In many states in the 1990s and 2000s, homeschooling parents received most of the curriculum, instruction, and indoctrination at state, regional, or national conferences. There are a myriad of institutions and groups that formed the movement, so it is impossible to point to a single root cause of the abuse in homeschooling. But I know abuse doesn’t just happen because of bad parenting. The bad parenting that people indict was being advocated on stage before thousands of people. There is a reason why so many homeschooling alumni share stories and experiences. Tens of thousands of homeschoolers attended state Christian Home Educator Fellowship (CHEF) conferences, where they were exposed to
- The Harris family and their beliefs about Biblical courtship
- David Barton and Little Bear Wheeler’s revisionist history
- Evangelical leaders that scared everyone about the evils of secular humanism
- Michael and Debi Pearl’s harsh ideas on corporal punishment and misogynistic ideas of gender roles
- Huge book sales populated mostly by Christian fundamentalist textbooks — advocating creationism, teaching math based around the Gospel message, or other “educational tools.”
All of these ideas circulated around the homeschooling communities and trickled down to local CHEF chapters.
Parents’ responses have been mixed, but many of them see our blog as a tool to take control of their children away from them. Parents emphasize their rights to raise their children however they want. But, as a society, we have already decided that parental rights end where abuse begins. Thus, one of the main issue in this debate becomes whether or not a homeschooling environment is emotionally or spiritually abusive.

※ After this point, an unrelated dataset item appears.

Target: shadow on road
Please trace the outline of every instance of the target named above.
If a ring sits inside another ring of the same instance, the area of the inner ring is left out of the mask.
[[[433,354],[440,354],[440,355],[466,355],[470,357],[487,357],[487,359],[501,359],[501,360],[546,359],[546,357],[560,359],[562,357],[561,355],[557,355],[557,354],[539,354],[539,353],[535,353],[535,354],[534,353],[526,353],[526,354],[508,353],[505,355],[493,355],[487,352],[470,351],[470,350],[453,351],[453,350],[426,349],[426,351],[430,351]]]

You might think this is only a problem of the past decades — that now, in this new zenith of modernity, fundamentalist homeschoolers that spiritually abuse their children are dying out. You would be wrong. Yes, there is growing momentum behind secular homeschooling, but there is no hard social science about homeschooling. At this point, observational data is almost all that exists about homeschooling and its demographics. We know very generally how many people homeschool and for what reasons. But ten states do not even require the parents to inform them of their childrens’ “enrollment” in homeschooling.
This is the start of an important conversation about homeschooling. I am opposed to religious fundamentalism in all forms and I believe that the abuse that occurs when fundamentalism is allowed to dominate homeschooling has no place in the modern world. I’ve heard so many Evangelicals and homeschooling parents mock the Islamic madrasas for their religious instruction, but fundamentalist homeschooling isn’t different by much.

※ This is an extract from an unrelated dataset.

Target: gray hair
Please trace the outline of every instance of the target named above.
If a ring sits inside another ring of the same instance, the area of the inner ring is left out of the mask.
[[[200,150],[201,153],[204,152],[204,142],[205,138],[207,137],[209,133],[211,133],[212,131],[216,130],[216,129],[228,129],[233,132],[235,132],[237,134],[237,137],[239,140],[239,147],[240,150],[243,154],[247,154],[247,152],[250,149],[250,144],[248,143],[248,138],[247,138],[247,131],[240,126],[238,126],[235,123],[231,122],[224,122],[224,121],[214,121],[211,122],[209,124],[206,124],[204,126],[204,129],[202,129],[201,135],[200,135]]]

To those homeschoolers who are afraid of this exposure, it’s time to own up. These abuses happened, the community’s leaders encouraged it, and the community does not regulate itself. If the homeschooling community is not willing to regulate itself – lest a parent tell another parent their methods and ideologies are abusive! – then someone else will.

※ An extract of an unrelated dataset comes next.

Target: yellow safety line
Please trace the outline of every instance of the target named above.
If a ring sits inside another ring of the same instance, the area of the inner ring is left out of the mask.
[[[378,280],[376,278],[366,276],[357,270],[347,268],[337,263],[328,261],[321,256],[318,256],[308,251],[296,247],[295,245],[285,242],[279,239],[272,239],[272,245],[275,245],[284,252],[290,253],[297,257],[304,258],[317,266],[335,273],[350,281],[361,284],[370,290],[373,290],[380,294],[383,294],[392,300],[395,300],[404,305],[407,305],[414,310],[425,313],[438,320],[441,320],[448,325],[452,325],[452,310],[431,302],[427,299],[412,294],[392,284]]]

I am tired of sitting around hoping that the abusive fundamentalist culture within homeschooling will die out. I don’t want it to die out, I want to trample it out so that no other children face the sort of abuse I, and many other, went through. Part of the means telling the honest, visceral truth about what happens in many homeschooling homes. Yes, abuse is ultimately the fault of the perpetrators, but why does everyone leave the homeschooling community blameless for how it brainwashed my parents?
The issue of abuse in homeschooling is an issue of the distortion of parental rights and the reality of systemic indoctrination.
You cannot stop the abuse without exposing the advocates.